Oi begorrah! To begin with, then!

Film: DUMBO.

Link to the song

Why not start with Dumbo. The gist of this song is that Dumbo gets out of the circus and presents himself to these crows, but they do not believe he can fly. The song might be a little higher up in this list if it weren’t so friggin’ racist. Of course that serves to make the song more poignant – the point is that, scorned by the dominant social classes, Dumbo turns to the minorities (the crows, who are so patently a travesty of black Americans that I wouldn’t be surprised if they started rapping). Yet even the minorities reject him, and the song emphasises his solitude as a phenomenon of the stage (in fact it closes on an image of the little elephant being sad, which come to think of it is really depressing. Fuckin’ ‘ell, now I’m getting depressed just by writing this!).

The song is very cleverly executed, built as it is entirely on puns, and there is a certain suggestion that seeing ‘an elephant fly’ is itself a pun (meaning, a ‘gigantic fly’).

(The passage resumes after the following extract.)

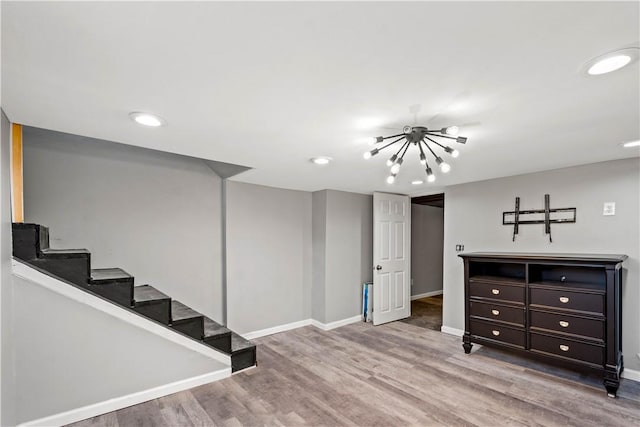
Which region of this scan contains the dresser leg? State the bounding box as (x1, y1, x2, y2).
(604, 381, 619, 398)
(462, 342, 473, 354)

Or at least, it is a phrase struggling to become a pun (like Dumbo is struggling to be accepted) against the resistance of linguistic construction. So the point would be that ‘I been done seeing about everything’ when language (or the rules of language) are transcended and meaning is achieved at its margins, by breaking rather than respecting its rules. This suggests an interest in the tension between the ossification and renovation of meaning in language (and its parallel with the social acceptance of individuals within a codified society), but the song never explores this theme in real depth, and its point ultimately remains suggestive rather than illuminating. This, alongside the racism, is what leaves it down in the tenth place, without escalating any further up.

I need a beer.


Mory said...

Dumbo is a really depressing movie in general. It's about the circus, and has all the bright colors you'd expect, but it really paints an ugly picture of show business. What other animated movie has the main characters get so sad that they get drunk to the point of hallucination?

Come to think of it, I wonder how much of the movie's tone was brought on by how Disney's masterpiece Fantasia (released a year earlier) was unappreciated by the public.

John Silver said...

Yeah, fights with Bambi for most heartbreaking Disney film. But are you serious about that Fantasia stuff? I mean, do you think the bad sales made them so depressed that they went and made a depressing movie? (I guess it stands for revenge, among other things).

Mory said...

I was speaking about Walt Disney in particular, who was surely depressed after Fantasia flopped. Fantasia wasn't just a movie for him, it was the future of animation. He wanted animation to be a high-class art, not a light diversion for the masses. He had stereo sound invented for that movie, he pushed animation farther than it had ever gone before in many ways, he planned to have the movie keep playing and changing forever. Plus, it was a way to get people to listen to classical music. Also, keep in mind that Dumbo was a small and simple movie precisely because after Fantasia, the company didn't have the money for anything big anymore. So yeah, I figure Disney must have been pretty depressed about entertainment at that point. Wouldn't you be?